In this post, I would like to explore the group dynamics I have observed as a member of several FB groups. These groups are formed by anyone and everyone within the FB community. Membership can be open, restricted to invitees, or managed by the originators of the group.
The discussions on the groups related to professional development and interests have remained largely just that: professional in focus. Nevertheless, the contributions represent the views of the individuals who put them forward and there is no observance of corporate, national or sector-specific boundaries. To date, I have not received any personal messages from anyone off the back of any of these groups.
The group for my church was (perhaps predictably) created by some of the younger members. In a very short space of time there were about 30 members. Most of those were under 25, but there were a handful of greyer/balder heads, including the parents of some of those under 25s. In quick succession, two contradictory things happened: one young member urged for discussions that focused on matters that would encourage participation from and increased membership among “the over 20s”, while another of them asked her parents to leave the group because they shouldn’t be trying to “muscle in” on something that was intended for younger people. They did. So much for FB being a great leveller!
The great FB race
The Great Facebook Race – Africans, which I joined out of a sense of loyalty, thinking that the largely unconnected continent could do with a boost from her expats, has been a real eye-opener. The interracial vitriole on the discussion boards has driven away no fewer than 30 members in the last week. My own membership is unlikely to last much longer. Like many other white members of the group, I have been advised in no uncertain terms that I am not African – that Africans are black, and that white members should leave and join the European group where they belong. Oh dear – I guess that leaves only the descendants of Native American tribes for the American team ;-)
Just for fun, I also recently joined a group that glories in the name Unlike 99.99% of the Facebook population, I was born in the 60s. Unlike other members of this group, it had not been my perception that FB (unlike MySpace) was a place for youngsters - perhaps because most of my first FB friends were people I had encountered in the edublogosphere. Nevertheless it has been fun to take the odd amble down memory lane.

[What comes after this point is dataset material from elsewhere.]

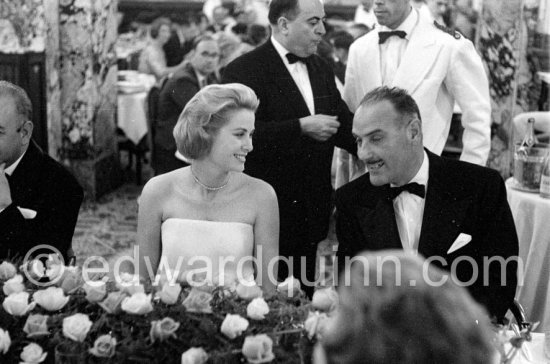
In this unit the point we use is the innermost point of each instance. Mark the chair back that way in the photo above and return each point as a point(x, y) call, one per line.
point(153, 108)
point(542, 123)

The impression of FB as a space for younger people is certainly given in the membership of my high school’s past pupils’ group, however, where I am old enough to be the mother of most of the other members! So far, I have managed to persuade the two of my erstwhile classmates with whom I am in regular contact to join, but the rest are difficult to track down, due largely to the fact that I don’t know their married surnames (I was at a single sex school). However, our school is the sister school to one of those boys’ schools with strong traditions. Men from around the world still send their sons back to Dale College, regardless of where they are based, and their daughters, by extension, wind up at KHS (no website). It has been interesting, if slightly surreal, to confirm with many bearers of familiar surnames that I was indeed at school with their fathers.
I guess it’s fair (and rather obvious) to say that the group dynamics within FB are as varied as those in other situation. However, people can often be braver remotely than they might be in person, saying things – both harsh and kind – to each other through messages that they wouldn’t dream of saying f2f. I’m still trying to decide whether this is a plus or a minus. I guess my view fluctuates on whether I have been at the receiving end of something unexpectedly kind or undeservedly cruel.